WARSAW • President Donald Trump reaffirmed the United States' commitment to a collective security provision with European allies and criticised Russia for "destabilising activities" during a speech in Poland.
Addressing a friendly crowd in a public square in Warsaw yesterday, Mr Trump heaped effusive praise on Poland as he made the case for defending Western civilisation against challenges posed by terrorism and ideological extremism.
"The story of Poland is the story of a people who have never lost hope, who have never been broken, and who have never forgotten who they are," Mr Trump said in a speech delivered at the Warsaw monument to the 1944 resistance against German occupation, a symbol of the country's struggle to shake the brutal Nazi invasion during World War II.
His speech included an explicit commitment to Article 5, the collective security provision of the Nato treaty: "The United States has demonstrated not merely with words, but with its actions, that we stand firmly behind Article 5, the mutual defence commitment."
Mr Trump had notably omitted such a mention during a speech in late May at Nato's new headquarters in Brussels. Every US president since Harry Truman in 1949 has voiced the commitment that an attack on an alliance nation is an attack on all of them.
Mr Trump has accused European partners of owing "massive amounts of money" to Nato and raised doubts earlier about Washington's support for the Article.
The US leader also used his remarks yesterday to criticise behaviour by Russia.

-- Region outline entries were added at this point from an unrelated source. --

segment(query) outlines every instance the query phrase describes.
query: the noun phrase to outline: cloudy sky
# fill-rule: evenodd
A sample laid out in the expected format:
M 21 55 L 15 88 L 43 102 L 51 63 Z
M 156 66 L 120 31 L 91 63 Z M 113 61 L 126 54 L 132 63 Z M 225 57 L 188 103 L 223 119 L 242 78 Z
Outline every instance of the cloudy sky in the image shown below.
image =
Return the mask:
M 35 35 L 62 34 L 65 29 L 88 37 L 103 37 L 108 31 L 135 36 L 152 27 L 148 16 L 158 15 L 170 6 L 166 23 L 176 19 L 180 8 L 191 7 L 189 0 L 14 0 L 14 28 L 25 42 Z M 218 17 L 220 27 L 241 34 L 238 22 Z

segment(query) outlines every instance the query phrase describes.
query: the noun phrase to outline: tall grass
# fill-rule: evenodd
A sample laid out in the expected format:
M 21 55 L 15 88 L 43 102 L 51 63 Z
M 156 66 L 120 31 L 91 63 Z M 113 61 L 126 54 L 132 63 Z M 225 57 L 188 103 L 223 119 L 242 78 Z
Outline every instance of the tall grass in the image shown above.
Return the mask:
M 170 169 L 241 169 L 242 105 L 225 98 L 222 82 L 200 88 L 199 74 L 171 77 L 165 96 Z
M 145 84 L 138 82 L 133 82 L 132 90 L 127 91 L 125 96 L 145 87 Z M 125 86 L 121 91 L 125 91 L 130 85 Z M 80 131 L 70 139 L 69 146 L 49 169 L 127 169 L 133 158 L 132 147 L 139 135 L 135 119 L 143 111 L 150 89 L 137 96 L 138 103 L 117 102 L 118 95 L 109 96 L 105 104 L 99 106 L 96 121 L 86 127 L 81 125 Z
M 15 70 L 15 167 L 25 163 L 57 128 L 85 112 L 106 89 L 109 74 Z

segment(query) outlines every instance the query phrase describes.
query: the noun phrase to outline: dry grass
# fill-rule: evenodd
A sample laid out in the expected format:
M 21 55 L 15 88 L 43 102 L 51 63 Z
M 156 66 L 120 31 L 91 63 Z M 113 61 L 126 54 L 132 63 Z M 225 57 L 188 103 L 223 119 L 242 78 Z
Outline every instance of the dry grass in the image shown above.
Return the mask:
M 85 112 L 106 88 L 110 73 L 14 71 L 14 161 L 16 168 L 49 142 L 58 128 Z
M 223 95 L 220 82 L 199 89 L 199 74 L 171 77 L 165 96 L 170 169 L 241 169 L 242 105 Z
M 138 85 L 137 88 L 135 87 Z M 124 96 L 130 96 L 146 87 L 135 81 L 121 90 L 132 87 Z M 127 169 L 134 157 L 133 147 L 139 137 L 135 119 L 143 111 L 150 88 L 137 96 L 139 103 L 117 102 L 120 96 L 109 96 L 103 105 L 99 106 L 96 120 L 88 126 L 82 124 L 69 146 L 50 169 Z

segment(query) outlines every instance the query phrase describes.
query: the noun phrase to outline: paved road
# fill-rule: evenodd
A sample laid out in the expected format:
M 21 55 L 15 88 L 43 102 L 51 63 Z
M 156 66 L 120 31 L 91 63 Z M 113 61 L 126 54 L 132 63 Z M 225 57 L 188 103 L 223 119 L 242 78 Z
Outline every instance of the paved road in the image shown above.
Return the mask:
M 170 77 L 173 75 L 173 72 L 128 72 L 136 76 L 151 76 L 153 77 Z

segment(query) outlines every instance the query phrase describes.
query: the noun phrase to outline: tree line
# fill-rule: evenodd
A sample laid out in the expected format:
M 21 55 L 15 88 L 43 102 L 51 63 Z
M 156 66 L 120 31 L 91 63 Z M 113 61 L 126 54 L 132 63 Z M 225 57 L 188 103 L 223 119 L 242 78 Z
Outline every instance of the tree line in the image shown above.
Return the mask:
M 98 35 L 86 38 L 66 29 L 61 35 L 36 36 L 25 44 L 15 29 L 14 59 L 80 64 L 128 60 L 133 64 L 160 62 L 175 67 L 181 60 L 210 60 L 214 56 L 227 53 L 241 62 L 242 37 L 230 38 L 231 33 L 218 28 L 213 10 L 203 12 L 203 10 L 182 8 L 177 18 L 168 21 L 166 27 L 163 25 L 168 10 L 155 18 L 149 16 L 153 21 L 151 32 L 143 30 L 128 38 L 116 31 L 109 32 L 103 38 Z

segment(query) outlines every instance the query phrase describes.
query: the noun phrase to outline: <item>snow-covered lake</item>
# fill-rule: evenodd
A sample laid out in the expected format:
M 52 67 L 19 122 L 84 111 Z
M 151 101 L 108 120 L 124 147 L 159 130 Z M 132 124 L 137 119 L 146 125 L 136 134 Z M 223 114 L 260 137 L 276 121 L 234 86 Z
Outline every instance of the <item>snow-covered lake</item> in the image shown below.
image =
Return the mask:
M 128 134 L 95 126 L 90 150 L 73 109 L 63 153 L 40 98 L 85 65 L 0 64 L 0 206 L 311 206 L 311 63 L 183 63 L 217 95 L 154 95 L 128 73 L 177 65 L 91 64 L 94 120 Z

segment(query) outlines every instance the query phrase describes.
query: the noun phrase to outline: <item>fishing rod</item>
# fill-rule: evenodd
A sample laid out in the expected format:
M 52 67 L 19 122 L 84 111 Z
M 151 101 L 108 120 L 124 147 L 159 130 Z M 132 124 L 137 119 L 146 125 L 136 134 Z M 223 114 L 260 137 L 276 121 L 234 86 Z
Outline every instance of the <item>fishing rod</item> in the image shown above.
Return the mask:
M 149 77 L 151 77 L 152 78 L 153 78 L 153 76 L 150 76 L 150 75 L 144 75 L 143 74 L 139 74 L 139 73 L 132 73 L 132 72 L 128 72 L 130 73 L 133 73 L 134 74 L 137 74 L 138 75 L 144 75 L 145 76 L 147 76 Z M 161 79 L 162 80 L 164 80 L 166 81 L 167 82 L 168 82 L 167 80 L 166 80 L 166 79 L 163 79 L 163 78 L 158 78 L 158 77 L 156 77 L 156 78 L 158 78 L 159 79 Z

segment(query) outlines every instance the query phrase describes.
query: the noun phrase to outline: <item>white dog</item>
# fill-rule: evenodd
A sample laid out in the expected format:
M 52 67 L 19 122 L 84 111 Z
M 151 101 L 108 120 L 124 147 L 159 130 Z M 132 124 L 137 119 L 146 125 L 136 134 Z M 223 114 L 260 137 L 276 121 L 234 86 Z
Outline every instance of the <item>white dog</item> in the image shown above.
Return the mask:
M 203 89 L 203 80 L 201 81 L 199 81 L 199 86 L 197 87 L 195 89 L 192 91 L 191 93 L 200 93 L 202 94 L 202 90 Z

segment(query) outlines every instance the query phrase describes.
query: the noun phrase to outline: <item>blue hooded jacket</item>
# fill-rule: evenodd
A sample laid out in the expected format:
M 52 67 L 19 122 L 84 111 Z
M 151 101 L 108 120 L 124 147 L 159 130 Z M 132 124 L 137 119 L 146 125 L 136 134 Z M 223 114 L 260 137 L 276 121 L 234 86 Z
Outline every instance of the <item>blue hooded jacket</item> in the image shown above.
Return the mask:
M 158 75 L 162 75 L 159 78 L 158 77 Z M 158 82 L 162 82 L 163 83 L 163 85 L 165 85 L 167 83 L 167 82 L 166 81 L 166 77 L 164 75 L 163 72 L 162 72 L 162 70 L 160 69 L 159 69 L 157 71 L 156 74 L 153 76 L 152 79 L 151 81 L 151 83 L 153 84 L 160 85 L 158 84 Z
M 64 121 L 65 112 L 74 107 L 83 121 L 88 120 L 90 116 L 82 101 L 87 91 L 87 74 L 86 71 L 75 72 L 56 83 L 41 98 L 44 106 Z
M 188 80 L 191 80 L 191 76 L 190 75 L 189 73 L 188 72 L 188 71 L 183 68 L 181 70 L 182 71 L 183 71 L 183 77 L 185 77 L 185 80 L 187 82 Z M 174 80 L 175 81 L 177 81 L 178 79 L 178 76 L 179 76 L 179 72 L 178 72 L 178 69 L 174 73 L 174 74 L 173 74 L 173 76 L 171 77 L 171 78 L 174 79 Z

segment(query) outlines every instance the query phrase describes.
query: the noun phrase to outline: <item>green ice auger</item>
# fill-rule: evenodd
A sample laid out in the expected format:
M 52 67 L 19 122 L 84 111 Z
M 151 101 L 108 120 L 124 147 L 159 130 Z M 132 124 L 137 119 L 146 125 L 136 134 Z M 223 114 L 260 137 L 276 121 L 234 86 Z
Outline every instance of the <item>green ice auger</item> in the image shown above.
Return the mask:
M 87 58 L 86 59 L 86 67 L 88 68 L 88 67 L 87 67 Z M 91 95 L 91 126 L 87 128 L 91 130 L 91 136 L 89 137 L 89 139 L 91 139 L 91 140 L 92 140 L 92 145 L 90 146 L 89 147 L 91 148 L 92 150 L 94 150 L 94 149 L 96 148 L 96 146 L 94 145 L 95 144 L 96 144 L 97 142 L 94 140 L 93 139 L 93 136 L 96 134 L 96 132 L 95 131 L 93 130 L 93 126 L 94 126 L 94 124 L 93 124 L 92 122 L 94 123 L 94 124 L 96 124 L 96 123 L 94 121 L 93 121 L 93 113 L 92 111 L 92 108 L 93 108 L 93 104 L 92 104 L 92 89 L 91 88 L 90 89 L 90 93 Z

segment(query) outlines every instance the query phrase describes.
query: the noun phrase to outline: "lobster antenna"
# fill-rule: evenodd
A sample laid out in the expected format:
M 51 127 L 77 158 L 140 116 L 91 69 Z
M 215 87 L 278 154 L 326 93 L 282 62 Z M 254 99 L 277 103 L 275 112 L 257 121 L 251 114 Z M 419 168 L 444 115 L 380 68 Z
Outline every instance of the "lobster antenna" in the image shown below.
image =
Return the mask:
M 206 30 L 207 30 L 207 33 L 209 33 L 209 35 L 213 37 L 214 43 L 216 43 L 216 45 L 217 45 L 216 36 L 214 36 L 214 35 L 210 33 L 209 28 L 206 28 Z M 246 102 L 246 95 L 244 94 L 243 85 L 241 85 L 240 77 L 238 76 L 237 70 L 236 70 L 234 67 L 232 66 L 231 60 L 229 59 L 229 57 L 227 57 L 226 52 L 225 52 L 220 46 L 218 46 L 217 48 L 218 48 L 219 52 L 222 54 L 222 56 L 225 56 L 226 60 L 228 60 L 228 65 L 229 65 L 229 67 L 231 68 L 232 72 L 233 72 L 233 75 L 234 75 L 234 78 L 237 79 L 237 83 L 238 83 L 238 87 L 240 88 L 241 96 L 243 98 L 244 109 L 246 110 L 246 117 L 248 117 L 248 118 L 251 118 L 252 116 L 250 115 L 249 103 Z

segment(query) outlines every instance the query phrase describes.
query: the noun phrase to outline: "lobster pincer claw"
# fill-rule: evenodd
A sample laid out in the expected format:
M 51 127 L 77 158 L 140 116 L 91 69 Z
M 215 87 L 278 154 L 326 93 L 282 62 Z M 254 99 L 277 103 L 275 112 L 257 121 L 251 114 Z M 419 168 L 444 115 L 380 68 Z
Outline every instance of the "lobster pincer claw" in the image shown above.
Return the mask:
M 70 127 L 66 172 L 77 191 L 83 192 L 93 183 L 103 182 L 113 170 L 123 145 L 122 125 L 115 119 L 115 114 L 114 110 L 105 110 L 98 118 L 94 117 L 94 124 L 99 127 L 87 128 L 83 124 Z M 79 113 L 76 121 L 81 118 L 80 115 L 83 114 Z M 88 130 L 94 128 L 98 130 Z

"We urge Russia to cease its destabilising activities in the Ukraine and elsewhere and its support for hostile regimes, including Syria and Iran, and instead join the community of responsible nations in our fight against common enemies and defence of civilisation itself," Mr Trump said.
The stop in Poland was for Mr Trump a highly symbolic one. The eastern European nation is a critical US ally and strategically important state in Europe.
Poland is also among one of few Nato countries to have honoured the agreement to contribute at least 2 per cent of its gross domestic product to its own defence, an issue that Mr Trump has hammered upon during his campaign and since taking office.
The President's brief visit to Poland lasted less than 24 hours, but the White House viewed this speech as an opportunity for Mr Trump to lay out his assessment of the challenges faced by the world today.